L'errore da non fare
L'errore più comune è friggere l'«ischitada» in olio non abbastanza caldo. Se la temperatura dell'olio è sotto i 160 °C, l'impasto assorbe troppo olio e diventa pesante, grasso e poco digeribile. Inoltre, se il fuoco è troppo lento, la frittura si allunga e la croccantezza si trasforma in una consistenza gommosa. Il secondo errore è aggiungere lievito chimico in eccesso: più di mezzo cucchiaino rende il fritto troppo gonfio e friabile, perdendo la morbidezza interna caratteristica.
I nostri consigli
- L'«ischitada» si conserva in frigorifero coperta da carta assorbente per un giorno intero. Riscaldala in forno a 160 °C per 3-4 minuti per recuperare la croccantezza esterna.
- Puoi aggiungere all'impasto un cucchiaio di rum o un goccio di estratto di vaniglia per una nota aromatica più sofisticata, tipica di alcune varianti campane.
- Se non hai il lievito, puoi omettarlo: l'«ischitada» rimane comunque morbida grazie all'incorporamento d'aria dalle uova sbattute. Il risultato sarà leggermente più compatto ma altrettanto buono.
- Olio di girasole o arachide sono i più stabili a temperature alte. Evita l'olio di oliva: fuma e brucia facilmente a questi gradi.
Quando prepararla
L'«ischitada» è ideale per la colazione invernale, quando il caldo di una frittura fresca riscalda la casa. Va bene tutto l'anno per merenda nel pomeriggio, soprattutto se accompagnata da caffè o latte. In tempo di festa, la puoi offrire come dolcetto informale a fine pranzo, magari al naturale senza zucchero a velo.
Domande frequenti
- Posso usare solo i tuorli invece delle uova intere? No: gli albumi incorporano aria e danno morbidezza. Con solo i tuorli l'impasto diventa denso e pesante.

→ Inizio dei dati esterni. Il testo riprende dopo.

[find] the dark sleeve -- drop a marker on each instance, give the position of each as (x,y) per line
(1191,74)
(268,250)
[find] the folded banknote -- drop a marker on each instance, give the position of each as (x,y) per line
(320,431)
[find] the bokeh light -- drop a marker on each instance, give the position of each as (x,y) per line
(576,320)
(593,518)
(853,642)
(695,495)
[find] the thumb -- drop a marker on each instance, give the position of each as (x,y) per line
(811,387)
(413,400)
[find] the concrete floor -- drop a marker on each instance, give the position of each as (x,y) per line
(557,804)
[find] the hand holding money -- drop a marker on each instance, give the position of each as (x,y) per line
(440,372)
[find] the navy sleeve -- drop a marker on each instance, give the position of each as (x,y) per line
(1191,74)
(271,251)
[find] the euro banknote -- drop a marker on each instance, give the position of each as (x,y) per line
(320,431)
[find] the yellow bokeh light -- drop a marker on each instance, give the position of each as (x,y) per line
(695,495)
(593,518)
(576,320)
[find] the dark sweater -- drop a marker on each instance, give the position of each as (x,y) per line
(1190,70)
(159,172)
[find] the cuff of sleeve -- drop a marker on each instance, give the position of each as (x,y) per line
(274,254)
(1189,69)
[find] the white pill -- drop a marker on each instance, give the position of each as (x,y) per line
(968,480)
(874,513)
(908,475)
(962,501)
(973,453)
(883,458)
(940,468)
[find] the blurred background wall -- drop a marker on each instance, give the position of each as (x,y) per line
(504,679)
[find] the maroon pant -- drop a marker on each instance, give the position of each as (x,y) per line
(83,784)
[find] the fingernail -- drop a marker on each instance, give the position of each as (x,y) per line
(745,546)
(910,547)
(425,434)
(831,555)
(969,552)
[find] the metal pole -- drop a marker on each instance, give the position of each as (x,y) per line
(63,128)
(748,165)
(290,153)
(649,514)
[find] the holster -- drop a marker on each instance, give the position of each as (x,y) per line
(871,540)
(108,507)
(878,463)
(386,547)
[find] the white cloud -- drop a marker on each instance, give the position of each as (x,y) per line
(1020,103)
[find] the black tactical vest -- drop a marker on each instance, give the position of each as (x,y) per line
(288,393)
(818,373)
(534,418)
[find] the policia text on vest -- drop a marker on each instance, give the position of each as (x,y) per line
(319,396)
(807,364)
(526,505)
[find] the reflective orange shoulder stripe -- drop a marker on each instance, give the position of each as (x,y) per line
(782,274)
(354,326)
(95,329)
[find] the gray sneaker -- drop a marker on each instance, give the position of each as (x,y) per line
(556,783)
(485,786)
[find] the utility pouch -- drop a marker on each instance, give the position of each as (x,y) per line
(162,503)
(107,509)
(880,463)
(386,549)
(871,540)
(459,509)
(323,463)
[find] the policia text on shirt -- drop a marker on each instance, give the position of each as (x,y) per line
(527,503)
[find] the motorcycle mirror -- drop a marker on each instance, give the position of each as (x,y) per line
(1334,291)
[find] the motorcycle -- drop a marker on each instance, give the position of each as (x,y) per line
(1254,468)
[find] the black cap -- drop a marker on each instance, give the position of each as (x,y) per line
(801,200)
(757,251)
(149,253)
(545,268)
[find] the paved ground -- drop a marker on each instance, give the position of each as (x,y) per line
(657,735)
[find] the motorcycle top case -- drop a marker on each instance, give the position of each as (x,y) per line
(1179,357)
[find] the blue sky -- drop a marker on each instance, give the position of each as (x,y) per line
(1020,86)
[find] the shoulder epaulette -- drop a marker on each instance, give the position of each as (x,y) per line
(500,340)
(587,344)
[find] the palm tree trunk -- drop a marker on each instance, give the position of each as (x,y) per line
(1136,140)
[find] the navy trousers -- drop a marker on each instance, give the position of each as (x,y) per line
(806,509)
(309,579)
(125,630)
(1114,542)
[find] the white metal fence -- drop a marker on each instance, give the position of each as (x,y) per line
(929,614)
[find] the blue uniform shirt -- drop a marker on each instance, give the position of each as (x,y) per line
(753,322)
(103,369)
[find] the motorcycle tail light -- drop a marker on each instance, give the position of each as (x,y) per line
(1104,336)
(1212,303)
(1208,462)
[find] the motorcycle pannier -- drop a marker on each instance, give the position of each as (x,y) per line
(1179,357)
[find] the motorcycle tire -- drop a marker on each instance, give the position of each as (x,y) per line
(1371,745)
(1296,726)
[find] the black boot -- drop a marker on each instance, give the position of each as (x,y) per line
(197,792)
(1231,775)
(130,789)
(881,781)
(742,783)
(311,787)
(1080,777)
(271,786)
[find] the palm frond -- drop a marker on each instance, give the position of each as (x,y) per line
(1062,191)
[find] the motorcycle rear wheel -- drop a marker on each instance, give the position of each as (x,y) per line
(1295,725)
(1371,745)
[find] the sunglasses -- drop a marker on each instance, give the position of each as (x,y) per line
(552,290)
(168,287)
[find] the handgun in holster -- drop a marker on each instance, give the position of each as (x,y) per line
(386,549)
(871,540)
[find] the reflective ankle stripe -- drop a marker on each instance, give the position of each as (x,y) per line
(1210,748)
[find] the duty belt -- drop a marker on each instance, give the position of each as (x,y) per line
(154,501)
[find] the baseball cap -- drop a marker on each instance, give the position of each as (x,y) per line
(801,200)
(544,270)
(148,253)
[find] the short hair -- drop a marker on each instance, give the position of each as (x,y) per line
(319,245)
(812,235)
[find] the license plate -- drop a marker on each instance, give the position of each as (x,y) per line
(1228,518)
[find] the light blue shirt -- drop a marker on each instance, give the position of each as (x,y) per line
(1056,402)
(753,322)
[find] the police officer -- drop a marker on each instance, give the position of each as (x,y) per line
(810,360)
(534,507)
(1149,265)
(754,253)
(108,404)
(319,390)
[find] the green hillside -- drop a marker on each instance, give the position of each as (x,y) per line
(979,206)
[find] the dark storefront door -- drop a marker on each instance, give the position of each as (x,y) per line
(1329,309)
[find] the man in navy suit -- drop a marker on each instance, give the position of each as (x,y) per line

- Come faccio a capire se l'olio è alla giusta temperatura senza termometro? Prova a immergere un fiammifero acceso nel tegame: se il fumo aumenta subito ma non ci sono fiamme, sei attorno ai 170 °C. Oppure, fai cadere una goccia d'impasto: se scende e poi risale lentamente in superficie formando bollicine, la temperatura è corretta.
- L'«ischitada» è più salutare se la cuocio al forno? Al forno non ottieni lo stesso risultato: la croccantezza esterna è solo friggendo. Se vuoi ridurre grassi, prepara porzioni più piccole e consuma una o due «ischitade», non tre.
- Posso congelare l'impasto e friggerlo dopo? Sì, versa l'impasto in porzioni su un vassoio e congela per 2 ore. Fai friggere direttamente dal congelatore, aggiungendo 1-2 minuti di cottura.